By using a rare set of sub-daily precipitation δ¹⁸O values covering nearly six years, this study demonstrated that moisture origins affect precipitation isotope signals in Luxembourg (Western Europe). A pre-established Lagrangian model was used to visualise 120 h air mass trajectories and determine the moisture origins for 648 precipitation events. We built a δ¹⁸O multiple linear regression model based on meteorological variables to assess differences in precipitation δ¹⁸O residuals according to moisture origin groups after attempting to remove local effects. Specifically, we found:

• i.

  Signs of sub-cloud re-evaporation of newly formed raindrops. This was suggested by a slope (7.46) of the local meteorologic water line (LMWL) less steep than that of the global meteorologic water line (GMWL).

• ii.

  Remote (> 1500 km) moisture origins over the Atlantic Ocean are major precipitation contributors and influencers of precipitation isotope signals in Luxembourg, illustrated by an average δ¹⁸O value of −8.1 ‰ and d-excess value of 10.8 ‰. In spring and in summer, they are replaced by mid-range (< 1500 km) and local (< 500 km) moisture sources, latter ones representing up to 50 % in July.

• iii.

  Differences in δ¹⁸O and d-excess signatures stemming from moisture origins across and near the shores of Western Europe, as well as from remote Atlantic sources. Their seasonal influence on isotope signals is likely linked to changes in the proportion of transpiration and evaporation, or to specific properties of the Western Mediterranean and the Bay of Biscay. Orographic barriers, such as the Pyrenees, Alps or Massif Central, also affect precipitation isotope signals.

• iv.

  Moisture origin-specific isotope differences were comparable to the overall variability of sub-daily isotope signals, masking distinctions among moisture origin-specific signals. The reason may lie in inaccurate or unrepresentative boundaries defined for the classification of the moisture origins.

• v.

  The δ¹⁸O residuals from the multiple linear regression model, used to exclude local meteorologic effects, did not yield significant differences in moisture origin-specific isotope signatures. This was probably due to local meteorological variables already containing inherent information on remote conditions during moisture formation processes.
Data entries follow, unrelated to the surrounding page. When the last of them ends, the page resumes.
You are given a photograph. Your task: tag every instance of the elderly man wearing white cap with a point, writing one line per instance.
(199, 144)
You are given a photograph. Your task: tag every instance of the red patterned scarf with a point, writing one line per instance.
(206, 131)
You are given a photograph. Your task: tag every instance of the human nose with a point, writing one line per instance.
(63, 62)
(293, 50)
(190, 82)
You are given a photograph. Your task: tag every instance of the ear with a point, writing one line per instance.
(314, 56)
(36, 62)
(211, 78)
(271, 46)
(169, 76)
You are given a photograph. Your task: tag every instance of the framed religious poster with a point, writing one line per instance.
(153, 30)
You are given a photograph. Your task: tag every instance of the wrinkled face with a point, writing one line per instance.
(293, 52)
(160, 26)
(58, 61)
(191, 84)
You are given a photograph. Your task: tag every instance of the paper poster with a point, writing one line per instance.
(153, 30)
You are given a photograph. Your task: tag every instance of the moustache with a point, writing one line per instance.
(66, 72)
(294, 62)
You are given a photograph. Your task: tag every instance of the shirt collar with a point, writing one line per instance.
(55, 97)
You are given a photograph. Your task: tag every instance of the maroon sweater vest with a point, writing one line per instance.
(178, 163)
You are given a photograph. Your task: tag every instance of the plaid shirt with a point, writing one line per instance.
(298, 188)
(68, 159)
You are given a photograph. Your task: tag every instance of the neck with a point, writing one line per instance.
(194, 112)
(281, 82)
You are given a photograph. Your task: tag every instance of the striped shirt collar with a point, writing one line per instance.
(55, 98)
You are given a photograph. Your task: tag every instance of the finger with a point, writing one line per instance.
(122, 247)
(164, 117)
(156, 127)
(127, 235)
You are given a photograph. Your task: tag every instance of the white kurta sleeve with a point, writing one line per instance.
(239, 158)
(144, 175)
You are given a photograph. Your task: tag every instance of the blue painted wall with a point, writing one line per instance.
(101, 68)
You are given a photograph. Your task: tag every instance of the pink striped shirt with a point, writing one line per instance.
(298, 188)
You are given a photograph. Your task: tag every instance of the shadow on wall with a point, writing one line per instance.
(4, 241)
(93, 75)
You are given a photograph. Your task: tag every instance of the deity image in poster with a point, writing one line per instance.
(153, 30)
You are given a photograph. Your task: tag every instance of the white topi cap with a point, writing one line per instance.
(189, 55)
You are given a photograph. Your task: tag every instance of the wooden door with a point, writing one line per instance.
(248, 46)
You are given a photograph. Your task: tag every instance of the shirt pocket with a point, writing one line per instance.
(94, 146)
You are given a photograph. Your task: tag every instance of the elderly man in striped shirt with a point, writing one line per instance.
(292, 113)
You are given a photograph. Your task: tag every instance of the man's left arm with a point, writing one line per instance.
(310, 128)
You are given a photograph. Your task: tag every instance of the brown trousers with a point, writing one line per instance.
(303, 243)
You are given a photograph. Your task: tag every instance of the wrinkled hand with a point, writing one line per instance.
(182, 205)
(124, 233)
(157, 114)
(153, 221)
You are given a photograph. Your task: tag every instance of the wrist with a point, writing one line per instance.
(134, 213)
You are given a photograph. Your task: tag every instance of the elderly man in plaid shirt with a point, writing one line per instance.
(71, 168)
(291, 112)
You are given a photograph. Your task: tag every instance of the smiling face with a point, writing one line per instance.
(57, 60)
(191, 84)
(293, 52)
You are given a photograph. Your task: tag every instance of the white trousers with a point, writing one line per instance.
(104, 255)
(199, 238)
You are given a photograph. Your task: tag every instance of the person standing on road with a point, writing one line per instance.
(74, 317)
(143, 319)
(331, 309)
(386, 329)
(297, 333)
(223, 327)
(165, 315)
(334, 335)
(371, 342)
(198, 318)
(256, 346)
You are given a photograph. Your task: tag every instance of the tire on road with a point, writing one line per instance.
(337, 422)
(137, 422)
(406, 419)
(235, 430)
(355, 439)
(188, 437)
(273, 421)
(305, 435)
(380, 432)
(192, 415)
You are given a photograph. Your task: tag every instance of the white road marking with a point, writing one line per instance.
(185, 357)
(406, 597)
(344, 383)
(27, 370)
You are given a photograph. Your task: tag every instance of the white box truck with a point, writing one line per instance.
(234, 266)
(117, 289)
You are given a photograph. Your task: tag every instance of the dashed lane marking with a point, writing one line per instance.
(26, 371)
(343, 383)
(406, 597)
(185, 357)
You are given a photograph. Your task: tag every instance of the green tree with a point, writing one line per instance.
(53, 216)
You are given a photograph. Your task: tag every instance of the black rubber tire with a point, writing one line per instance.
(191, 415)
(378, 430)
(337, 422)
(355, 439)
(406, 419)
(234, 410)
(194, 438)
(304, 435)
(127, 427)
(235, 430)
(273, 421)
Ultimately, with the maps of isotope signatures based on the moisture origins, this study offers a nuanced insight into atmospheric moisture origins affecting precipitation and precipitation isotope signals in Western Europe. This information improves the interpretation of precipitation isotope signals and could contribute to assessing potential changes of the moisture origins of precipitation.

Appendix A

Figure A1 Dual isotope plots showing (a) the precipitation samples in Belvaux (N=1147), and (b) seasonal subsets of the same values. The grey crosses represent the sub-daily samples below 1.0 mm (N=529) and the black crosses the retained samples (N=648), while the lines represent the Global Meteorologic Water Line (GMWL, solid) and the Local Meteorologic Water Lines (LMWL, dashed). The LMWL were calculated using a reduced major axis regression (RMA) algorithm. The regression equations and the R² are also given – all results were significant (p < 0.001).